I was doing a bit of testing with LWP and noticed an odd header I was getting back from Google. If you look at the headers Google gives back (try running this script) you'll see "Cneonction: Close".
#!/usr/bin/perl -w
use LWP::UserAgent;
$ua = LWP::UserAgent->new;
$res = $ua->get('http://www.google.com');
print $res->headers->as_string, "\n";
Whoops!
Just tried it, it's ok now...
jordan on 2003-05-26T00:31:11
(Edited because I didn't want to sort out if the cookie didn't have host information I didn't want to leak out...)
Cache-Control: private
Connection: close
Date: Mon, 26 May 2003 00:27:36 GMT
Server: GWS/2.0
Content-Length:
....
Content-Type: text/html
Content-Type: text/html; charset=ISO-8859-1
Client-Date: Mon, 26 May 2003 00:27:36 GMT
Client-Response-Num: 1
Set-Cookie:
...
Title: Google
I wonder if that wasn't just some Google Tech's idea of a Matrix joke? See "neo" in there?
Re:Just tried it, it's ok now...
jdavidb on 2003-05-27T03:15:47
I'll bet they googled technical blogs every day with the new proposed google blog search to see when someone finally noticed it, then laughed hysterically and fixed it. :)
Cneonction header at amazon just now
jojo90210 on 2003-06-03T05:35:40
OK, I just saw this too!
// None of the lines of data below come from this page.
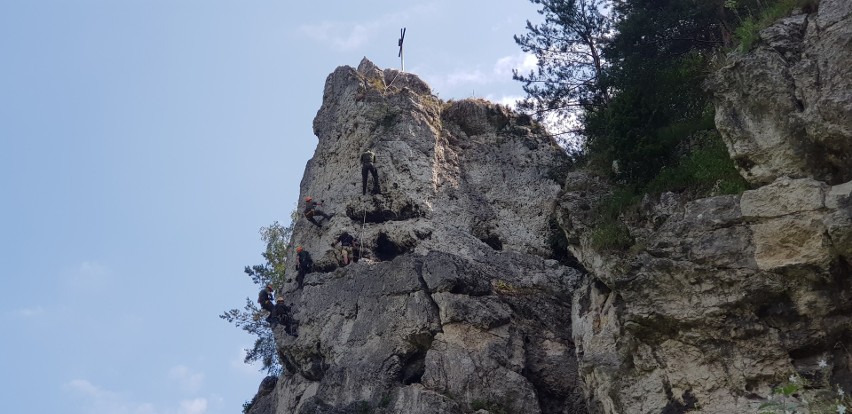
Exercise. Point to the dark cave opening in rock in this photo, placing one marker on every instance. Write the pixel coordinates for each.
(413, 368)
(493, 241)
(386, 249)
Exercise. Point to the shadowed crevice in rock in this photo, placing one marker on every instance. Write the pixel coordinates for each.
(381, 209)
(387, 249)
(493, 241)
(413, 367)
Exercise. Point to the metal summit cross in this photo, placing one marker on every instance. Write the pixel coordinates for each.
(401, 55)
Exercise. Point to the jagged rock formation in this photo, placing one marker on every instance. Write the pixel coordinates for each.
(723, 298)
(457, 306)
(460, 307)
(783, 109)
(720, 299)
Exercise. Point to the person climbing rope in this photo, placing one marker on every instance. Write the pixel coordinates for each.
(281, 315)
(304, 265)
(264, 298)
(348, 244)
(368, 160)
(312, 211)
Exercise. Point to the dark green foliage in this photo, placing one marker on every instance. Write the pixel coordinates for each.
(705, 171)
(251, 318)
(568, 48)
(748, 30)
(247, 406)
(611, 235)
(489, 406)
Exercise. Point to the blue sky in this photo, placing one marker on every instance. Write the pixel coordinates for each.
(143, 143)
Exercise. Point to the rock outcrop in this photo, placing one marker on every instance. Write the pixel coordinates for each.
(457, 305)
(783, 108)
(721, 299)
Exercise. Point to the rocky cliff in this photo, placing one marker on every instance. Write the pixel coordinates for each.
(467, 301)
(457, 304)
(721, 299)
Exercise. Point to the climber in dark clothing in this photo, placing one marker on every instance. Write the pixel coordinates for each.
(304, 264)
(312, 211)
(368, 160)
(281, 315)
(264, 298)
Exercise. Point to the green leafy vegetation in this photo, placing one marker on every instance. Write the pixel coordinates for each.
(748, 31)
(250, 318)
(631, 75)
(800, 395)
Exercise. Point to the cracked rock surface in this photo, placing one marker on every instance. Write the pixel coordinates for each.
(783, 108)
(456, 306)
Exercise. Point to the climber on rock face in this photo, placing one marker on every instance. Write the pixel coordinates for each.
(304, 265)
(312, 211)
(264, 298)
(368, 159)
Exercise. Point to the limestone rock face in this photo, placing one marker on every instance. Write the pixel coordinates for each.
(456, 305)
(720, 300)
(785, 108)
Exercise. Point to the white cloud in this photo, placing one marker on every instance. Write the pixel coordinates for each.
(501, 71)
(89, 275)
(101, 401)
(188, 380)
(523, 62)
(466, 77)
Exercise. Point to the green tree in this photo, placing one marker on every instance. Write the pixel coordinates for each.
(568, 48)
(657, 60)
(250, 317)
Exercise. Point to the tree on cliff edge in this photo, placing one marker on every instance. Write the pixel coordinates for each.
(568, 48)
(250, 317)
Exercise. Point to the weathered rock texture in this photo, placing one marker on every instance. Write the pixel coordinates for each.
(783, 108)
(457, 306)
(720, 299)
(723, 298)
(460, 307)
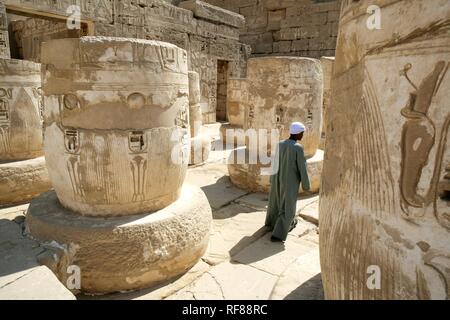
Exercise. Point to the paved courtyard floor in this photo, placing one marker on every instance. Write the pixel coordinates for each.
(240, 263)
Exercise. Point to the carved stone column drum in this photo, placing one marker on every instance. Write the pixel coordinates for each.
(384, 203)
(200, 142)
(23, 174)
(20, 110)
(113, 109)
(117, 147)
(280, 90)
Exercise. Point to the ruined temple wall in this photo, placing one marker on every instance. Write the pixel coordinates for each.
(287, 27)
(205, 38)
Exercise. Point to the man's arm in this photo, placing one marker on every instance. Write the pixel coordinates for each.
(301, 165)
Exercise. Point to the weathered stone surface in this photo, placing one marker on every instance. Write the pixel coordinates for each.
(236, 101)
(4, 35)
(250, 176)
(208, 12)
(273, 258)
(20, 110)
(215, 183)
(206, 41)
(308, 28)
(234, 228)
(282, 90)
(116, 117)
(21, 277)
(301, 280)
(37, 284)
(125, 253)
(327, 67)
(200, 142)
(388, 154)
(159, 292)
(200, 149)
(11, 213)
(21, 181)
(310, 212)
(228, 281)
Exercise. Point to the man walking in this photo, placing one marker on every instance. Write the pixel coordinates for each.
(285, 183)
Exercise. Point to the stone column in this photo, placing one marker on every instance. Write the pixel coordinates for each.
(23, 174)
(384, 202)
(200, 142)
(5, 52)
(116, 142)
(280, 90)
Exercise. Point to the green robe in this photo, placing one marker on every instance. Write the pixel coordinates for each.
(284, 188)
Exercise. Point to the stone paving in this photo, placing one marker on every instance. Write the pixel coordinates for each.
(241, 262)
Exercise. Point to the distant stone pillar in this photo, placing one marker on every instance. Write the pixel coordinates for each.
(200, 142)
(237, 96)
(23, 174)
(279, 90)
(384, 202)
(116, 142)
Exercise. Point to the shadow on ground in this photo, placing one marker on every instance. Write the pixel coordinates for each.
(309, 290)
(272, 248)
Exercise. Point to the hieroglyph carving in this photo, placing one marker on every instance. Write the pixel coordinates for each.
(419, 136)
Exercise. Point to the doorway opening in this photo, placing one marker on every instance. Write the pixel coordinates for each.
(222, 84)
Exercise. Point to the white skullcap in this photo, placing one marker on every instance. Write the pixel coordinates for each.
(296, 128)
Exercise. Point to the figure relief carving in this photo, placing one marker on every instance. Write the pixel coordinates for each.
(73, 168)
(137, 141)
(309, 119)
(435, 265)
(138, 170)
(136, 100)
(182, 119)
(6, 93)
(72, 141)
(37, 92)
(71, 102)
(4, 112)
(419, 137)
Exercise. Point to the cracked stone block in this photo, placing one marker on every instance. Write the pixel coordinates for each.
(37, 284)
(230, 281)
(234, 228)
(272, 257)
(214, 181)
(301, 280)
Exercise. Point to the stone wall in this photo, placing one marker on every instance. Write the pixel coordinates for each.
(287, 27)
(207, 33)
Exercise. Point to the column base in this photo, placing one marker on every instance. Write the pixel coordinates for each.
(123, 253)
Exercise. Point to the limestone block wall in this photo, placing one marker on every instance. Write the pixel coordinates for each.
(282, 90)
(384, 203)
(237, 97)
(327, 68)
(287, 27)
(4, 36)
(31, 33)
(208, 34)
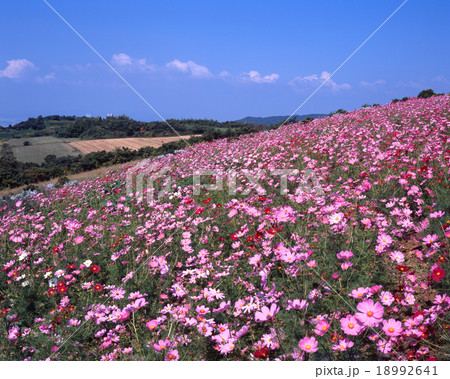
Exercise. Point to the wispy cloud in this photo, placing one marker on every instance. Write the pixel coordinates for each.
(47, 78)
(315, 80)
(17, 68)
(373, 84)
(190, 67)
(441, 79)
(125, 62)
(256, 77)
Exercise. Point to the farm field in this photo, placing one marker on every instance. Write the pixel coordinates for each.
(40, 147)
(323, 241)
(131, 143)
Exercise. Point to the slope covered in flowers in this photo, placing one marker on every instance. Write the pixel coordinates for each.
(356, 270)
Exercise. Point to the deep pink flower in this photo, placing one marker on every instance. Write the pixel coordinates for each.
(172, 355)
(266, 313)
(370, 313)
(350, 325)
(392, 328)
(308, 344)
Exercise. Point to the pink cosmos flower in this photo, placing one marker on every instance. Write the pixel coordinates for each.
(223, 306)
(321, 327)
(346, 254)
(370, 313)
(117, 294)
(358, 293)
(343, 345)
(201, 309)
(172, 355)
(152, 324)
(346, 265)
(384, 347)
(350, 325)
(308, 344)
(266, 313)
(392, 328)
(226, 348)
(79, 239)
(386, 298)
(296, 304)
(336, 218)
(161, 345)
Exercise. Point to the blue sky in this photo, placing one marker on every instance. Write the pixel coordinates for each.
(219, 60)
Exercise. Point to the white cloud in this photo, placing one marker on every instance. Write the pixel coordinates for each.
(124, 61)
(121, 59)
(189, 67)
(255, 77)
(46, 78)
(376, 83)
(17, 68)
(441, 79)
(316, 80)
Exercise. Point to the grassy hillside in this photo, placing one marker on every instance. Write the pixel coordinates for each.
(271, 120)
(343, 257)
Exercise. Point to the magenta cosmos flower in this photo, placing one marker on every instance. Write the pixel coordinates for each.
(350, 325)
(370, 313)
(308, 344)
(392, 327)
(265, 313)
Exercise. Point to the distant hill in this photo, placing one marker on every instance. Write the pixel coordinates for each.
(276, 119)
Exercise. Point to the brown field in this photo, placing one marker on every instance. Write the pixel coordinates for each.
(111, 144)
(81, 176)
(40, 147)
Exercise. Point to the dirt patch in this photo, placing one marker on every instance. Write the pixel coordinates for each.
(92, 146)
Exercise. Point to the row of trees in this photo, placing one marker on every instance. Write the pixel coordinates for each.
(14, 173)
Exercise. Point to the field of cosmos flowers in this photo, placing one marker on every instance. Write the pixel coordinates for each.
(355, 271)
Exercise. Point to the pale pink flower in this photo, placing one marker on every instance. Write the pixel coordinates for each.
(308, 344)
(370, 313)
(392, 328)
(265, 313)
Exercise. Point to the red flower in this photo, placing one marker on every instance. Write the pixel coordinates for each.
(61, 284)
(438, 274)
(262, 353)
(63, 289)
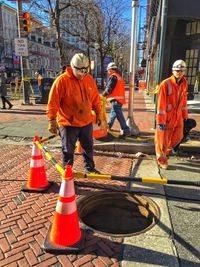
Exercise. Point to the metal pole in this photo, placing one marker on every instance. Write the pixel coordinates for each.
(163, 25)
(19, 12)
(130, 122)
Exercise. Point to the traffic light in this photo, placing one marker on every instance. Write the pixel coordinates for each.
(26, 22)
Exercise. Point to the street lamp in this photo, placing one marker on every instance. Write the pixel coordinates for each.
(130, 122)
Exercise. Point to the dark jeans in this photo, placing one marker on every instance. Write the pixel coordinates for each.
(116, 112)
(69, 136)
(4, 101)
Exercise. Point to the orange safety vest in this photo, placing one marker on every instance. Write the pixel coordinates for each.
(172, 101)
(119, 91)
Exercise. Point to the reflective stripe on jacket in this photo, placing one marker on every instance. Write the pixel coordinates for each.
(71, 101)
(119, 91)
(172, 101)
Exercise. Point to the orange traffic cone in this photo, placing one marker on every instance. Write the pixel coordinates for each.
(37, 180)
(65, 234)
(78, 147)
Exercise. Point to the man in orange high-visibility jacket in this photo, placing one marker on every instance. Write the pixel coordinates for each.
(115, 93)
(72, 98)
(171, 113)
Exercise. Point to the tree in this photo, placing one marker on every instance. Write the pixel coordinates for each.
(100, 22)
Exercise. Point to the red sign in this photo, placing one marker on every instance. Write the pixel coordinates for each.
(16, 59)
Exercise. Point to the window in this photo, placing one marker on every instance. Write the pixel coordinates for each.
(192, 28)
(191, 59)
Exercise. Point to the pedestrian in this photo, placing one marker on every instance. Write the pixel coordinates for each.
(72, 98)
(3, 91)
(115, 93)
(171, 113)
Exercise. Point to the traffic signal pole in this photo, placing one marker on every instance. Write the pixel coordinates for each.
(23, 61)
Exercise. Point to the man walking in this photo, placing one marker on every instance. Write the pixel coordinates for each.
(171, 112)
(73, 96)
(115, 93)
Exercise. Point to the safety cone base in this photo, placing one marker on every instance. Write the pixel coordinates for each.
(48, 246)
(40, 189)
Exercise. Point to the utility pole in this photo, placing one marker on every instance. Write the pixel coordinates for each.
(130, 122)
(163, 25)
(23, 61)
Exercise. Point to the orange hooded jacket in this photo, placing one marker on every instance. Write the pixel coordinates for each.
(71, 100)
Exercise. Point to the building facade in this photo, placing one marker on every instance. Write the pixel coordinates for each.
(41, 46)
(181, 39)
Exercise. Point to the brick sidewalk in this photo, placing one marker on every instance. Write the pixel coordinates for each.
(26, 217)
(143, 114)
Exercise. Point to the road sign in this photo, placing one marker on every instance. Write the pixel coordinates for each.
(21, 47)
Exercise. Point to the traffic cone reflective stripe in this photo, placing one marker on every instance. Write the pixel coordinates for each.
(78, 148)
(65, 232)
(37, 180)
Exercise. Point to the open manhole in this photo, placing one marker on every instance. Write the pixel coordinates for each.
(117, 213)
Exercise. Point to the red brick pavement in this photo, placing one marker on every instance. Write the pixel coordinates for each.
(25, 217)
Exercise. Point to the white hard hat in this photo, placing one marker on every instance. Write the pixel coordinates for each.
(111, 65)
(80, 61)
(179, 65)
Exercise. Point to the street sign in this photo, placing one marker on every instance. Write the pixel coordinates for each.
(21, 47)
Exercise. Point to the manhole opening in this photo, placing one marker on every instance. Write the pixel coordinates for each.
(118, 214)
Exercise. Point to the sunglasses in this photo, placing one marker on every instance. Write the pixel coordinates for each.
(81, 70)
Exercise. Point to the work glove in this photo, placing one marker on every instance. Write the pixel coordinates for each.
(162, 127)
(53, 127)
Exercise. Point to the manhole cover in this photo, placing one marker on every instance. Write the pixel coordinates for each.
(118, 214)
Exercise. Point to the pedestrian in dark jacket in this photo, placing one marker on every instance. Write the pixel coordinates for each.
(3, 91)
(115, 93)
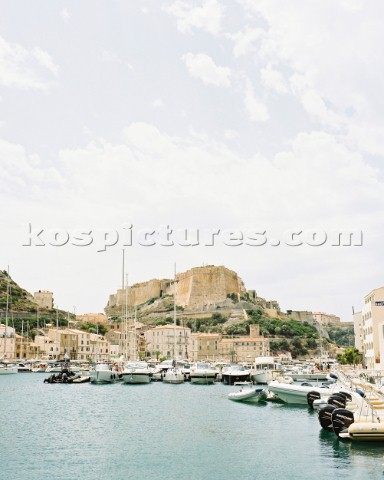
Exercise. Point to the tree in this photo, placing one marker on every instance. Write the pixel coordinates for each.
(351, 356)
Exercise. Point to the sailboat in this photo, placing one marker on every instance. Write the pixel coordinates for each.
(5, 367)
(174, 374)
(103, 371)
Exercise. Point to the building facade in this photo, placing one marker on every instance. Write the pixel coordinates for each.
(372, 319)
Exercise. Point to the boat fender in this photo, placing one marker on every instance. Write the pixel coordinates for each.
(312, 396)
(341, 419)
(346, 395)
(360, 392)
(337, 400)
(325, 417)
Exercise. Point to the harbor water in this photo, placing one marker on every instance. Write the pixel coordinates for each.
(161, 431)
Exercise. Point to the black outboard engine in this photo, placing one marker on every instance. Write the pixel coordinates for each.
(346, 395)
(325, 417)
(341, 419)
(338, 401)
(312, 396)
(360, 392)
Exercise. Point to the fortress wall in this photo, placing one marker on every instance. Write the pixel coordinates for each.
(196, 288)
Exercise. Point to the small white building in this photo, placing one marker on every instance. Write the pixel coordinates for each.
(160, 341)
(372, 320)
(7, 342)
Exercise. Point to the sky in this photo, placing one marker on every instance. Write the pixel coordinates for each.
(245, 133)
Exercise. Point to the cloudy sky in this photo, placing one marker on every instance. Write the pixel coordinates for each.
(118, 119)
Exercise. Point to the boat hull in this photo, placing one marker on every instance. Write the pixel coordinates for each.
(232, 378)
(136, 378)
(202, 379)
(103, 377)
(293, 394)
(8, 370)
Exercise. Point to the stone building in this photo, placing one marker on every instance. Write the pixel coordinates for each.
(7, 342)
(160, 341)
(204, 346)
(44, 299)
(245, 349)
(196, 289)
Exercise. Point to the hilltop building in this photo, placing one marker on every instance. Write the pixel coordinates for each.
(197, 288)
(372, 329)
(44, 299)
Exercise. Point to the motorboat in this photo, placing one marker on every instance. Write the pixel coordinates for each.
(103, 373)
(202, 373)
(8, 368)
(296, 394)
(264, 369)
(235, 373)
(136, 372)
(247, 393)
(24, 367)
(361, 418)
(66, 375)
(173, 375)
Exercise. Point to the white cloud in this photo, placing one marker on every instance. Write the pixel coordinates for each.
(245, 40)
(158, 103)
(65, 15)
(203, 67)
(45, 60)
(20, 67)
(256, 109)
(337, 71)
(207, 16)
(110, 57)
(274, 79)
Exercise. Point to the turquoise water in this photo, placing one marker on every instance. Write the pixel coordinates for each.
(161, 431)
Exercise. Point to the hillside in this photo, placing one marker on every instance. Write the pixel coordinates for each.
(22, 310)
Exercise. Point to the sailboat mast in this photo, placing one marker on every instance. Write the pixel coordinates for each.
(6, 316)
(126, 319)
(57, 335)
(174, 318)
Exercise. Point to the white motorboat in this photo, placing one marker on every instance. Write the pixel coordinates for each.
(264, 369)
(8, 368)
(136, 372)
(235, 373)
(202, 373)
(103, 373)
(24, 367)
(247, 393)
(296, 394)
(173, 375)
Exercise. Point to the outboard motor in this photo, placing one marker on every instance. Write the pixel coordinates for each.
(325, 417)
(360, 392)
(312, 396)
(346, 395)
(341, 419)
(337, 400)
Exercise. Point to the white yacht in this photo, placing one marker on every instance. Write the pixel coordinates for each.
(297, 394)
(235, 373)
(103, 373)
(136, 372)
(202, 373)
(264, 369)
(7, 368)
(173, 375)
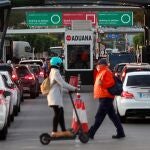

What's going on?
My proxy server is occasionally showing a bogus header at amazon.com:
GET http://www.amazon.com/exec/obidos/tg/stores/offering/list/-/B0000521B9 HTTP/1.1
Accept: */*
Accept-Language: en-us
Accept-Encoding: gzip, deflate
User-Agent: Mozilla/4.0 (compatible; MSIE 6.0; Windows NT 5.1; T312461)
Host: www.amazon.com
Proxy-Connection: Keep-Alive
Pragma: no-cache
HTTP/1.1 200 OK
Date: Tue, 03 Jun 2003 05:12:44 GMT
Server: Stronghold/2.4.2 Apache/1.3.6 C2NetEU/2412 (Unix)
Cneonction: close
Transfer-Encoding: chunked
Content-Type: text/html
Content-Encoding: deflate
Curiouser and curiouser!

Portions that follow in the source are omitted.